The views and opinions expressed in this blog are those of the authors only and do not reflect the official policy or position of the Michigan Journal of Environmental and Administrative Law or the University of Michigan.

[1] Danny Hakim, $5 Million Payment to End Suits Over Death of 13-Year-Old Boy in State Care, N.Y. TIMES, Sept. 21, 2011, available at http://www.nytimes.com/2011/09/22/nyregion/ny-state-settles-jonathan-carey-wrongful-death-lawsuits.html (last accessed Nov. 6, 2011).

[2] N.Y. COMP. CODES R. & REGS. Tit. 14 § 624 (2011).

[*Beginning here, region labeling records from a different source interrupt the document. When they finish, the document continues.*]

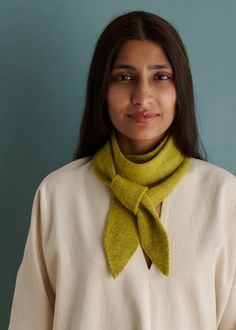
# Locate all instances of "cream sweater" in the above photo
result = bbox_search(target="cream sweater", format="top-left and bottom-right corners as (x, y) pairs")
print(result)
(9, 158), (236, 330)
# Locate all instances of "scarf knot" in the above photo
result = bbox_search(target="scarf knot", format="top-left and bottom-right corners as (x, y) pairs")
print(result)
(93, 133), (190, 278)
(111, 174), (148, 215)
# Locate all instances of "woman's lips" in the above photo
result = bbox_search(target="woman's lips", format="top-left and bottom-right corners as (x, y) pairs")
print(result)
(128, 111), (160, 123)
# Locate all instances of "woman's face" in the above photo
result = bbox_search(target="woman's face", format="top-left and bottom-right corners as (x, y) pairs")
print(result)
(107, 40), (176, 154)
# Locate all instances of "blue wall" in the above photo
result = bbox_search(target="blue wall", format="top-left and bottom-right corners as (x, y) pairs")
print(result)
(0, 0), (236, 330)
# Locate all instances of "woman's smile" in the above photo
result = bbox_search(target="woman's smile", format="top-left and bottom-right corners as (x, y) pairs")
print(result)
(107, 40), (176, 154)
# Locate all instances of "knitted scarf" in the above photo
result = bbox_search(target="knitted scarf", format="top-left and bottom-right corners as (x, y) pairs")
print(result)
(93, 133), (190, 278)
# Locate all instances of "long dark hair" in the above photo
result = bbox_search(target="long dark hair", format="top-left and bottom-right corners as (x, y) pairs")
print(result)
(74, 11), (206, 159)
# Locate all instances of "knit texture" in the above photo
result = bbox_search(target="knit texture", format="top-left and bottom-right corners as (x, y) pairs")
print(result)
(93, 133), (190, 278)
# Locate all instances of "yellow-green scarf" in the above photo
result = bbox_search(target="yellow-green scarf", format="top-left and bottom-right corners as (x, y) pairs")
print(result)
(93, 133), (190, 278)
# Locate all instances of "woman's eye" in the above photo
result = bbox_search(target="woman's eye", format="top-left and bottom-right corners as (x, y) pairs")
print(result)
(115, 74), (133, 81)
(155, 74), (170, 80)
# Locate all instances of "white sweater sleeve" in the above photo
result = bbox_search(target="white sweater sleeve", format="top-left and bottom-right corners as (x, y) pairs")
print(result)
(218, 270), (236, 330)
(9, 190), (54, 330)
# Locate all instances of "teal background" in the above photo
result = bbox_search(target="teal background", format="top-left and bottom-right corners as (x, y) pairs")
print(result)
(0, 0), (236, 330)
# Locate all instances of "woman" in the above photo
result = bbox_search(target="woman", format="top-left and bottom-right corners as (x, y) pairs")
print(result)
(10, 11), (236, 330)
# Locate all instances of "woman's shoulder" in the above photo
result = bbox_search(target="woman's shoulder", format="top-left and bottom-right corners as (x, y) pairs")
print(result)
(38, 157), (92, 190)
(189, 158), (236, 192)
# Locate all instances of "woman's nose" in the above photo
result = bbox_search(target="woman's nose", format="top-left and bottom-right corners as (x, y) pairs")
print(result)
(132, 80), (152, 108)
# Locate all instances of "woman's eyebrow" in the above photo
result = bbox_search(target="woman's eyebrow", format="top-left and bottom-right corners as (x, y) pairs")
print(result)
(112, 63), (172, 71)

[3] N.Y. COMP. CODES R. & REGS. Tit. 14 § § 633.5(b)(3) (2011), which requires at least two personal references other than relatives. One of the state workers involved in the incident had only listed his sister and his wife.

[4] Danny Hakim, Abused and Used:  A Disabled Boy’s Death, and a System in Disarray, N.Y. TIMES, Jun. 5, 2011, available at http://www.nytimes.com/2011/06/06/nyregion/boys-death-highlights-crisis-in-homes-for-disabled.html?pagewanted=all (last accessed Nov. 6, 2011).

[5] Hakim, supra note 1.

[6] Press release, NYS Office for People With Developmental Disabilities, OPWDD Reports on Strengthening New York System of Care for People With Developmental Disabilities (Oct. 24, 2011), available at http://www.opwdd.ny.gov/ (last accessed Oct. 30, 2011).

[7] Press release, NYS Office for People With Developmental Disabilities, OPWDD Reforms Investigation Process, Announces New Investigations Chief (Sept. 6, 2011), available at http://www.opwdd.ny.gov/ (last accessed Oct. 30, 2011).

[8] Press release, NYS Office for People With Developmental Disabilities, OPWDD Acts to Publicly Inform Individuals & Family Members of Troubled Nonprofit Providers (Jul. 08, 2011), available at http://www.opwdd.ny.gov/ (last accessed Oct. 30, 2011).

[9] N.Y. COMP. CODES R. & REGS. Tit. 14 § 624 (2011).

[10] Id.

[11] N.Y. COMP. CODES R. & REGS. Tit. 14 § 624.7 (2011).

[12] NYT original article.

[13] See Press Release, supra note 8.